Aklıma şu hususlar takılıyor.
1-Acaba kendi varlığını sürdürmek için, yurt içinde ve dışında harp etmeyi, yani gerekirse on binlerce şehit verip, on binlerce insanı öldürmeyi göze alan herhangi bir "devletin" savunmasını üstlenen kurum ve kişilerin bu eylemleri "olağan hal" usullerine uygun olabilir mi?

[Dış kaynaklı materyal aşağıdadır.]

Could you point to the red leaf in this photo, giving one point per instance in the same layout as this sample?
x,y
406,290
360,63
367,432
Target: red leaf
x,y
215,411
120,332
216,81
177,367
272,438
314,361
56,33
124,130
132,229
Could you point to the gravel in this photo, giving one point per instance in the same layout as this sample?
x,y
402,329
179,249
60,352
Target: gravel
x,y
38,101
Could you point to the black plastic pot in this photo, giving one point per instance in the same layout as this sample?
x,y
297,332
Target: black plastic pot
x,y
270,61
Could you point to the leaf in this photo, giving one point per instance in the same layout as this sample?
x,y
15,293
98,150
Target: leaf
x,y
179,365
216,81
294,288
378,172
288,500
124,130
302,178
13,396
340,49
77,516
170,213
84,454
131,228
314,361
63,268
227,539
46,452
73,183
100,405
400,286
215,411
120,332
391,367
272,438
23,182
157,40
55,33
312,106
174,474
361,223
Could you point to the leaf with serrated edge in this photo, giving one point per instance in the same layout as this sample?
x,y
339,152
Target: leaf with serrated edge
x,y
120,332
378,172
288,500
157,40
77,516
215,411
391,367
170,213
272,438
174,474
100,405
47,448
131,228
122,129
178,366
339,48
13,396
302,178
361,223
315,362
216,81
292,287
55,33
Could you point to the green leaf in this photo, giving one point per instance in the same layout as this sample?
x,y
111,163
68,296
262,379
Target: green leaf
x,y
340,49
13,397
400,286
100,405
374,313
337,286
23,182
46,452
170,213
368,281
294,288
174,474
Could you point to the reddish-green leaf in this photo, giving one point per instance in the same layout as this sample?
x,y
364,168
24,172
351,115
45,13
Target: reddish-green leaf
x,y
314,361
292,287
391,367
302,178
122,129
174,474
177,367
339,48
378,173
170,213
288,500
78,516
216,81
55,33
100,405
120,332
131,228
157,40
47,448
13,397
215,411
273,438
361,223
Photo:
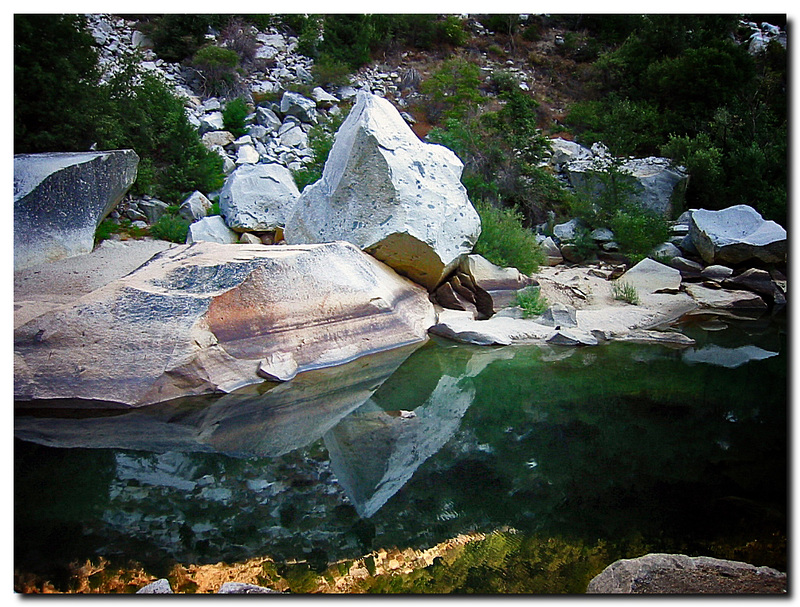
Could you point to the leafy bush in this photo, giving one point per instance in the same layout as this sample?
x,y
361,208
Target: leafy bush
x,y
217,69
532,302
626,292
55,84
505,241
638,231
177,37
240,37
142,113
171,228
234,115
453,90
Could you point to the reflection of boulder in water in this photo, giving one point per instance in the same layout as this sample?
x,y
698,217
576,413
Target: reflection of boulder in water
x,y
374,453
250,421
730,358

2-Bırakın, neticede bir Orta Doğu ve Balkan ülkesi olan Türkiye’yi, acaba ABD’nin veya İngiltere’nin veya İtalya’nın gizli veya açık güvenlik güçlerinin bütün eylemleri yasal çevresinde mi cereyan etmektedir?
3-Bir ülkede "gerilla" varsa, o ülkede "kontrgerilla" kurulamaz mı? Bir ülkede, o ülkenin içini ve dış ilişkilerini karıştırmak isteyen yabancı casuslar fink atıyorsa, o ülkede bunlarla mücadele eden karşı casusluk teşkilatı bulunmaz mı? Casuslar veya karşı casuslar, hangi ülkede, ne zamandan beri kamuyu aydınlatmak için "saydam" bir biçimde vazifelerini yapmaktadır?
4-Ergenekon örgütü, PKK ayaklanmasını, gayri nizami bir şekilde bastırmak için yola çıkıp, işi sonra haraççılığa şimdi de AKP iktidarını devirmeye mi dönüştürmüştür?
5- Bireysel eylemlerin, kurumsal amaçla bağdaşmadığını saptamak, öncelikle o kurumun iç denetim mekanizmasının görevi değil midir? Denetim dışarıdan yapılırsa, kurumun "bütünü" hasarlanır ve işini yapamaz hale düşmez mi?
* * *
Hepimiz biliyoruz; Türkiye bir darbeler ülkesidir. İşin ilginç yanı, son iki askeri müdahalenin birincisi Tayyip Erdoğan’a Başbakanlık yolunu açmış, ikincisi ise Abdullah Gül’ün Cumhurbaşkanlığını tartışmasız hale getirmiştir. Bu tabloya bakınca, zaten çoktan kapanması gereken darbeler dönemi, artık kapanmıştır denemez mi? Ergenekon davası, eğer darbe ortamı hazırlamak için kanlı tertipler peşinde koşan ve hatta bu uğurda cinayet işleyenleri açığa çıkartacaksa, bu işin peşini bırakmayan savcıyı alkışlamak bir vicdan borcudur. Yok, esas amaç bu çok haklı davayı vesile edip Ordu’nun itibarını zedelemek, Cumhuriyet değerlerini yıpratmak ve muhalefeti susturmaksa buna karşı tavır koymak da şarttır. Biri, diğeriyle çelişik değildir. Hiç kimsenin, Ergenekon davasının yürütülüşünü eleştirenlere "yoksa siz de darbeci misiniz?" demeye hakkı yoktur. İşte o zaman ülkede hukukun değil, "korkunun üstünlüğü" egemen olur.
Son Söz: İneğin altında buzağı göreceksin; sakın şaşırma!